The Obama administration has made use of nonbinding commitments to advance international nuclear policy, too. The Nuclear Security Summit that Obama convened in Washington in 2010, along with a follow-up meeting in Seoul in 2012, brought together dozens of world leaders who, instead of seeking to conclude a binding agreement, agreed to a communiqué, a work plan, and voluntary pledges. In a bilateral setting, Obama has also called for “negotiated cuts” in the United States’ and Russia’s nuclear arsenals, but given the Senate’s likely resistance, the administration has not committed to a legally binding treaty, the traditional form for such agreements.
Indeed, nonbinding arrangements may now be the executive branch’s preferred way of doing business. Consider the movement to regulate private military contractors. The United States is both the largest provider and the largest consumer of their services, and in the wake of alleged abuses by U.S. contractors in Afghanistan and Iraq, the UN began developing an agreement to regulate the field, a process that both the Bush and the Obama administrations (and the EU, also home to many such contractors) refused to support. But both participated in nonbinding efforts that have inoculated the United States against charges of unilateralism without the hassle of a treaty. In 2006, the Bush administration backed efforts organized by Switzerland that resulted in the International Code of Conduct for Private Security Service Providers, through which over 650 companies (including over 60 U.S. ones) have agreed to adhere to a long list of best practices.

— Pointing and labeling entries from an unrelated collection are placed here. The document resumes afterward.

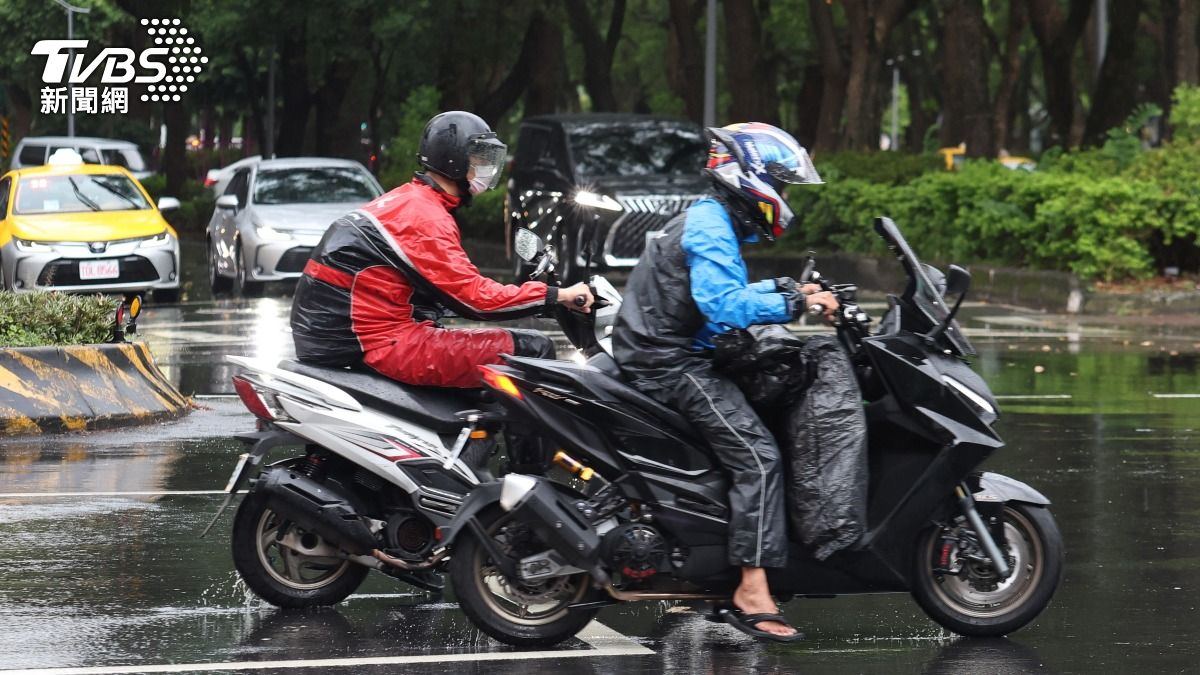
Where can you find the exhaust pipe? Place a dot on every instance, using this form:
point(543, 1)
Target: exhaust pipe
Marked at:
point(634, 596)
point(316, 507)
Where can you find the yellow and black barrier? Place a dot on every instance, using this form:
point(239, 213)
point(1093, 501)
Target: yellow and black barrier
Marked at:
point(83, 387)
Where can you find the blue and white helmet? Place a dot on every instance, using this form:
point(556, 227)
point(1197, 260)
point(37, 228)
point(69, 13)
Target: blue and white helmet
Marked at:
point(755, 161)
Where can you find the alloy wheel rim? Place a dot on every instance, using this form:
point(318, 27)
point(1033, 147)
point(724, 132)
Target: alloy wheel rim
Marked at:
point(292, 568)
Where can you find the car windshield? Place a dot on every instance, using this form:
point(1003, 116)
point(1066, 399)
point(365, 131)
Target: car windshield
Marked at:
point(636, 148)
point(313, 185)
point(78, 192)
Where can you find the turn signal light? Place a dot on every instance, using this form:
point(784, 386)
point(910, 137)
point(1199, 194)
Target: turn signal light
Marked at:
point(251, 399)
point(497, 380)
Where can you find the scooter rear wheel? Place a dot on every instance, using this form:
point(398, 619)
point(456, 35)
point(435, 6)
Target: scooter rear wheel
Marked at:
point(975, 602)
point(514, 611)
point(282, 575)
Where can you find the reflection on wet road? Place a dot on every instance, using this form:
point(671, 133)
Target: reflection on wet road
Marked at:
point(103, 567)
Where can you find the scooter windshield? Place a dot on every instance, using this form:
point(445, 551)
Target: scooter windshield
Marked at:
point(922, 292)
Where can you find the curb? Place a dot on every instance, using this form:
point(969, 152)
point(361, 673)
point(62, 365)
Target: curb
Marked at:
point(46, 389)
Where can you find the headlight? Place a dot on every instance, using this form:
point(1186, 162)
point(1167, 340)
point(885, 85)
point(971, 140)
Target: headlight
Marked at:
point(155, 242)
point(27, 245)
point(268, 233)
point(979, 401)
point(594, 201)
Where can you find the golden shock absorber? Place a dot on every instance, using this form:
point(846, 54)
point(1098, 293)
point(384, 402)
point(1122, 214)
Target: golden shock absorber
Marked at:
point(576, 467)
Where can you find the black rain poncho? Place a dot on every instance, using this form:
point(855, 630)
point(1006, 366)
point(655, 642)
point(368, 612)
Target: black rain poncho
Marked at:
point(808, 393)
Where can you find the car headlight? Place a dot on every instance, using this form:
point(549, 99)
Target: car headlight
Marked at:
point(270, 234)
point(161, 239)
point(594, 201)
point(979, 401)
point(27, 245)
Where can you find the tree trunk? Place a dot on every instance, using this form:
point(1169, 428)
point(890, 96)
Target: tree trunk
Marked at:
point(226, 130)
point(1114, 100)
point(1009, 76)
point(870, 23)
point(598, 51)
point(685, 58)
point(966, 111)
point(1187, 53)
point(174, 162)
point(546, 73)
point(209, 126)
point(1057, 37)
point(498, 102)
point(833, 78)
point(293, 82)
point(750, 66)
point(339, 75)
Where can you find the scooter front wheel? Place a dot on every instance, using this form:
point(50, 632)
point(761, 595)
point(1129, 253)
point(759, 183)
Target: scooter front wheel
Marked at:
point(511, 610)
point(961, 591)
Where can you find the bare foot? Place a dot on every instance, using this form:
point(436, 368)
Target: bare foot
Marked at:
point(754, 597)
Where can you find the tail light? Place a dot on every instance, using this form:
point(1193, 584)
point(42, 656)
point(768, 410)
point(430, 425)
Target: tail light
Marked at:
point(497, 380)
point(263, 405)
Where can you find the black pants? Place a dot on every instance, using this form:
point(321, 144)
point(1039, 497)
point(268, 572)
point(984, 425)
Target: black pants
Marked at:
point(747, 451)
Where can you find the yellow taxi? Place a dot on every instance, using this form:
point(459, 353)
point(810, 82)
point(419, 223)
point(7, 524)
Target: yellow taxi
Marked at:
point(76, 227)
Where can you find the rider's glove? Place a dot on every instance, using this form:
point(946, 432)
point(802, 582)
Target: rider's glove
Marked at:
point(796, 303)
point(785, 285)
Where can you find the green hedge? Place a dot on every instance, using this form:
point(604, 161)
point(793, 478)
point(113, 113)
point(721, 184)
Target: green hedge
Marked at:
point(1080, 211)
point(39, 318)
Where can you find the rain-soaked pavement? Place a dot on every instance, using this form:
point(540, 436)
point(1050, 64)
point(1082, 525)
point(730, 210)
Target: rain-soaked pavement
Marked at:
point(102, 571)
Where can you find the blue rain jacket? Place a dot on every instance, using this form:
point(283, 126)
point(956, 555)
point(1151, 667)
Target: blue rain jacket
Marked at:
point(719, 280)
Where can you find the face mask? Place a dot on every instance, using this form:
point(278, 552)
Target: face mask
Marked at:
point(483, 178)
point(478, 185)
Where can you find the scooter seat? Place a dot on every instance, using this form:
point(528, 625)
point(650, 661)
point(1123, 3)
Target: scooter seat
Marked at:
point(624, 392)
point(433, 407)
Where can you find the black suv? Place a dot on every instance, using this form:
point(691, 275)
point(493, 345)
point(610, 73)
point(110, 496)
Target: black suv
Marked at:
point(610, 179)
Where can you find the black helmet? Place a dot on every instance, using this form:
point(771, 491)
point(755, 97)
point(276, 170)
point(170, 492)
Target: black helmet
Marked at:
point(456, 141)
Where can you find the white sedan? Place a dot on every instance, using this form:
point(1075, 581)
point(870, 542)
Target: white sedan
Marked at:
point(274, 211)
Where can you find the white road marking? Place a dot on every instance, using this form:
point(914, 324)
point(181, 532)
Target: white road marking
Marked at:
point(127, 494)
point(604, 640)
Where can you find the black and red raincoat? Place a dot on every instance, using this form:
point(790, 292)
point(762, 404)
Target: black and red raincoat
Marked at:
point(381, 280)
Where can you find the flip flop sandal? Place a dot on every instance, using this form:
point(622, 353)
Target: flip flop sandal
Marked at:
point(747, 622)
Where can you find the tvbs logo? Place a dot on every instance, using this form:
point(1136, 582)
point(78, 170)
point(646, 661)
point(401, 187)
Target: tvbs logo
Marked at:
point(117, 64)
point(167, 66)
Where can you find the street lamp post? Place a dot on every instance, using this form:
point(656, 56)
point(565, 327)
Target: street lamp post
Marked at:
point(711, 65)
point(71, 12)
point(895, 97)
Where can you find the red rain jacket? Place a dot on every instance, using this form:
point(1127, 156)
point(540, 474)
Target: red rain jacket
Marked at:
point(381, 279)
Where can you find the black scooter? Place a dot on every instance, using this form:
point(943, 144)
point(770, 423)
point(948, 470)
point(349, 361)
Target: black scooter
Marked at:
point(646, 515)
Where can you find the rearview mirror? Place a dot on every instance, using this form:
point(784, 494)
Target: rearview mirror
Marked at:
point(526, 244)
point(958, 281)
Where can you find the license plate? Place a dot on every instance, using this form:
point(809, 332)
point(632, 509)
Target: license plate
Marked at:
point(237, 472)
point(100, 269)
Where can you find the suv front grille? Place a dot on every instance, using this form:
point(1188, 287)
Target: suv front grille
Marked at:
point(643, 214)
point(65, 272)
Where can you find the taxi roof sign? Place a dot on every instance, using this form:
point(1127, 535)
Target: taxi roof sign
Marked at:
point(65, 156)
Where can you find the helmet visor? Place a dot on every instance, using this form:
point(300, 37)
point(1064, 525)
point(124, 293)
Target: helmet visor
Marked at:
point(798, 171)
point(486, 160)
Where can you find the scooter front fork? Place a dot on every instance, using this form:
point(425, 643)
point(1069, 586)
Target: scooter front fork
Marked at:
point(966, 502)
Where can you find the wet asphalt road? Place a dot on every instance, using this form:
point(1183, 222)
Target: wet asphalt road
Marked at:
point(103, 571)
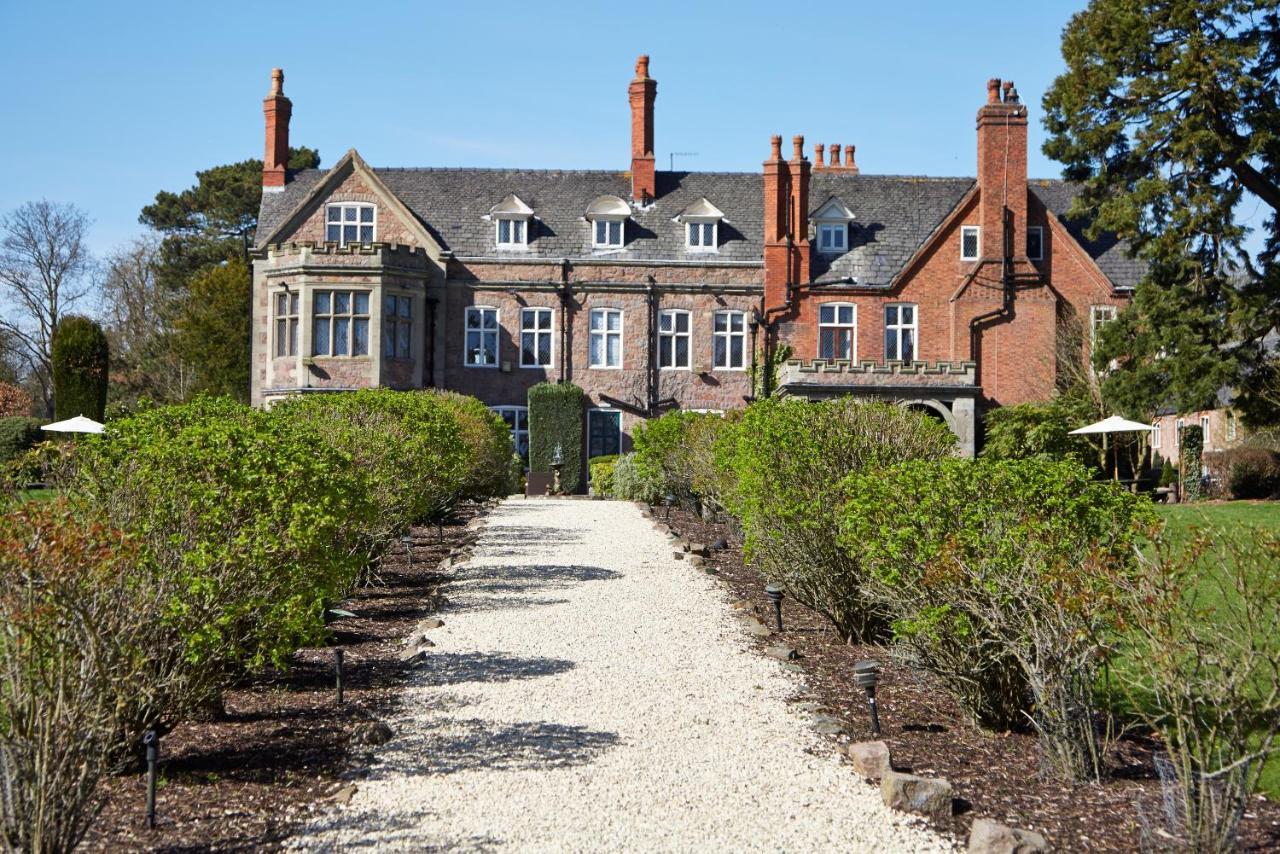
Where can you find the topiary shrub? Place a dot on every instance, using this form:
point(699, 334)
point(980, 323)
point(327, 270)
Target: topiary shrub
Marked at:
point(80, 355)
point(602, 474)
point(787, 461)
point(1002, 579)
point(556, 420)
point(13, 401)
point(18, 434)
point(1191, 446)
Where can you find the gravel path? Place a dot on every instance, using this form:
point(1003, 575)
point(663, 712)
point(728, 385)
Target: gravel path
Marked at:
point(590, 693)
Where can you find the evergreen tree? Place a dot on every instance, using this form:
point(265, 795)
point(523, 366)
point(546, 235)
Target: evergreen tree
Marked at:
point(80, 357)
point(1169, 119)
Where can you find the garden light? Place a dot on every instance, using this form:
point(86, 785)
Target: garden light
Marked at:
point(151, 740)
point(775, 592)
point(867, 675)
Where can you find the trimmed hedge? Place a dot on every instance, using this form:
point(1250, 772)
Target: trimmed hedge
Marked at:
point(556, 420)
point(80, 355)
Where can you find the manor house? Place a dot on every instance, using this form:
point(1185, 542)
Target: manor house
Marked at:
point(657, 290)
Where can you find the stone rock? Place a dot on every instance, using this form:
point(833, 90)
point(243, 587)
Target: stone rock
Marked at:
point(869, 758)
point(371, 733)
point(919, 795)
point(782, 653)
point(992, 837)
point(827, 725)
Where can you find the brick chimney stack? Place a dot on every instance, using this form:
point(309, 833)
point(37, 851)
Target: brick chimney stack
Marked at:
point(641, 92)
point(1002, 172)
point(277, 109)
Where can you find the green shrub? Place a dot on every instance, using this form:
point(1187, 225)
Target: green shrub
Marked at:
point(250, 521)
point(787, 460)
point(632, 483)
point(1027, 430)
point(1002, 580)
point(602, 474)
point(556, 421)
point(80, 356)
point(73, 631)
point(18, 434)
point(1246, 471)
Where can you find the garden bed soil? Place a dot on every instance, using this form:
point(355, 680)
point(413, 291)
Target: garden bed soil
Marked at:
point(283, 745)
point(993, 775)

Yet there are still times when the White House prefers a binding agreement, such as when it has to get another country to make legal changes. Even in these cases, however, recent administrations have often opted for something outside the usual treaty process, such as “sole executive agreements,” which become effective on the president’s signature and are limited to areas that fall under the president’s constitutional authority. This method is typically bilateral, but the Obama administration used it to join the Anti-Counterfeiting Trade Agreement in 2011, generating some opposition in Congress. To pass free-trade compacts, such as the North American Free Trade Agreement, presidents have relied on “congressional-executive agreements,” which, instead of requiring the consent of two-thirds of the Senate, can pass with a simple majority in both houses of Congress. These agreements are usually limited to trade deals, since the Senate, reluctant to allow the erosion of its power to approve treaties, would no doubt strongly resist any efforts to expand their use.
THE LIMITS OF END RUNS
When the Senate rejects treaty after treaty, or when a president fails to seek the ratification of important agreements, it can look like the United States has given up on multilateral deal-making. But behind the scenes, successive administrations have done a remarkable amount of work, often with other sympathetic governments, developing international arrangements that bypass the U.S. Senate and try to accomplish U.S. and global objectives -- stealth efforts that conceal the full extent of the United States’ engagement.
Stealth multilateralism lets both Senate Republicans and the White House get their way: the former can play to their anti-internationalist base, and the latter can go about the business of foreign policy. Indeed, this process might seem preferable to the alternatives. If presidents can strike the international deals necessary to advance U.S. interests without requiring the messy involvement of Congress, why ever bother with the Senate?